Florida Senate Bill 168, passed in 2019, requires local police and state agencies (including the Department of Children and Families) to comply with federal immigration enforcement, leaving many families terrified about the deportation of their loved ones. The Florida Immigrant Coalition, or FLIC, urges Florida immigrant to know their legal rights. Here are some of their tips:
- Be prepared. Make a plan for you and your family about what to do if someone doesn’t come home or if anyone encounters ICE at home, at work, or in the community.
- Keep an immigration attorney’s number with you at all times.
- Have a notarized power of attorney ready, with indications on who you authorize to care for your children, in case you are detained.
- Have all your important documents in a safe and easy to access place.
- Make sure you have a financial fund to help with possible legal expenses.
- If immigration agents (ICE) knock on your door, do not open it.
- Ask to see the judicial warrant, which can be slid under your door. It must have your correct name and address and be signed by a judge.

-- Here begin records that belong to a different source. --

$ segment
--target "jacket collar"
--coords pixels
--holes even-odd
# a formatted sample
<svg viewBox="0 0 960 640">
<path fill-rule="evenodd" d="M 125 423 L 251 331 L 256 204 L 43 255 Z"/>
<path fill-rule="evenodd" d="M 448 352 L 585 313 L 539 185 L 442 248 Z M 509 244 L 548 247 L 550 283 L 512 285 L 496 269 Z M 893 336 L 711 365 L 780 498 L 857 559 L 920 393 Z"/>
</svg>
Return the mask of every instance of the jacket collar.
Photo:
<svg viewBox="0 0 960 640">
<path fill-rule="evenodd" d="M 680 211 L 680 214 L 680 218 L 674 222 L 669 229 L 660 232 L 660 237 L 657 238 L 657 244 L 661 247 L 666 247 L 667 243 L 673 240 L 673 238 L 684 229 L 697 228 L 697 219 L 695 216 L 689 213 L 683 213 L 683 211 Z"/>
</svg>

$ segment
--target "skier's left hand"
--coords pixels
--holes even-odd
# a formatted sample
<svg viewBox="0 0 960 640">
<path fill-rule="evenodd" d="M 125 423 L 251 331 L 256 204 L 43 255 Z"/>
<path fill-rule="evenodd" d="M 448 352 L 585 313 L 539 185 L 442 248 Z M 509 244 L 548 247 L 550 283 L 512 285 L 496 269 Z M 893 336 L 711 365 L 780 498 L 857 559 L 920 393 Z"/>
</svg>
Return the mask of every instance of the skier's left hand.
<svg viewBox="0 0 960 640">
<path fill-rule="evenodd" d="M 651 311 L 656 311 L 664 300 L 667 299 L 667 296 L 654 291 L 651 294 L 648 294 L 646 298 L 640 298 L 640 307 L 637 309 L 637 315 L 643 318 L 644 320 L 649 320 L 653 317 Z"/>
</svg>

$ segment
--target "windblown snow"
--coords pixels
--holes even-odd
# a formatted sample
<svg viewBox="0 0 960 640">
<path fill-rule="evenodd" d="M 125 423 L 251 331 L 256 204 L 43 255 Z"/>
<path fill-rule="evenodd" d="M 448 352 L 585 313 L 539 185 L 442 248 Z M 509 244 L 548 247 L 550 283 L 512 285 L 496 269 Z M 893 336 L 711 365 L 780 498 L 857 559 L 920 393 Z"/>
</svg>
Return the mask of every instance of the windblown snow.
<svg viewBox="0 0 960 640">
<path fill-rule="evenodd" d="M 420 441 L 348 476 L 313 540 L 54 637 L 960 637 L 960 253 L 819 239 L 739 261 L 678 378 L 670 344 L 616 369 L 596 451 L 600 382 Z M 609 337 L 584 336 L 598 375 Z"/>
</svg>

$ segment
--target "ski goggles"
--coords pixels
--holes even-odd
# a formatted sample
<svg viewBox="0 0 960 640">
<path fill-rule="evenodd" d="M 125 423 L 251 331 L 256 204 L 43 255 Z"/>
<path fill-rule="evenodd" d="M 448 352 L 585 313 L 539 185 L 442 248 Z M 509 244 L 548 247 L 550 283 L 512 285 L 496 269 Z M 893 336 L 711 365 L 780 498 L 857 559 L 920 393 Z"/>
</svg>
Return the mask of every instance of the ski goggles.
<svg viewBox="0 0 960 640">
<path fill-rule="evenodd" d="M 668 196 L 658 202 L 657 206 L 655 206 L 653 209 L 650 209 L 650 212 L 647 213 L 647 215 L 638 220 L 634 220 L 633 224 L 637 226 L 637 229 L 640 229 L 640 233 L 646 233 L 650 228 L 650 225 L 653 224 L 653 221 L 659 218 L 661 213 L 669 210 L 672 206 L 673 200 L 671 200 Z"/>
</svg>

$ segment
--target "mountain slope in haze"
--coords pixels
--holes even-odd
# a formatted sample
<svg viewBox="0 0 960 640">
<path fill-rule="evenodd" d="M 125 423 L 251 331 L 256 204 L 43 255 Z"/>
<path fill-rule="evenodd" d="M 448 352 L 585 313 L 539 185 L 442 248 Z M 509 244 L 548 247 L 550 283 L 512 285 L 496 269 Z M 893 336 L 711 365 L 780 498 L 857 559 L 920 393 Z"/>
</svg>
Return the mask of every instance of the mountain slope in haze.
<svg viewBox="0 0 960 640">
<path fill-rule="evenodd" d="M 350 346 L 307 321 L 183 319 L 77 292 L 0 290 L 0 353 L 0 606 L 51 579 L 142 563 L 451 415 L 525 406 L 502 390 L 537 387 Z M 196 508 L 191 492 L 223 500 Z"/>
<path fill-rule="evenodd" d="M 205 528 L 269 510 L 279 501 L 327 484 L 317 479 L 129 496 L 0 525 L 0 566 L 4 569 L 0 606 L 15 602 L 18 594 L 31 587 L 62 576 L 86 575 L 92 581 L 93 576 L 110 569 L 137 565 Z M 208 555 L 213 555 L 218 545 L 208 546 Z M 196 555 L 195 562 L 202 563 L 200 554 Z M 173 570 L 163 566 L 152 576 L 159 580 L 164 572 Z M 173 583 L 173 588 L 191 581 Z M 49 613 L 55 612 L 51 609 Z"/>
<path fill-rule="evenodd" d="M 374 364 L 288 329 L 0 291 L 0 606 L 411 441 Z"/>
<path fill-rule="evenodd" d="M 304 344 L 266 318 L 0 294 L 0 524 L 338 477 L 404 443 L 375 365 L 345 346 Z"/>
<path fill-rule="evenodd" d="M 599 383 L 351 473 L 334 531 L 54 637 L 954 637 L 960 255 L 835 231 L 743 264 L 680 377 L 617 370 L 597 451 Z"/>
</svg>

- If the document does not have that information, say that you do not authorize their entrance and that you will call your attorney.
- Remain silent until you speak with your attorney.
- DO NOT provide any information on your background, place of birth or when/how you came to the United States.
- DO NOT sign any document that you don’t understand.
You can access a guide in Spanish, Kreyol and other languages here:
Some individuals are worried they have an order of removal. If you have your case number (also known as the A number), you can check the status of your immigration case calling the automated information line of the Immigration Court. Call 800-898-7180. Mark number 1 to listen to instructions in English. When they ask, enter your case number (without the A at the beginning).
If an Immigration Judge has seen your case, you will need to spell out your last and first name and provide confirmation. You will be told whether or not the judge has made a decision and if so, the outcome of that decision. If no decision has been made, you find out when and where your next court hearing will take place. If your case has not been before the Court, they will say that there is no case before the Court with the case number you entered, and you can consult with an attorney. The attorney can help you request more information.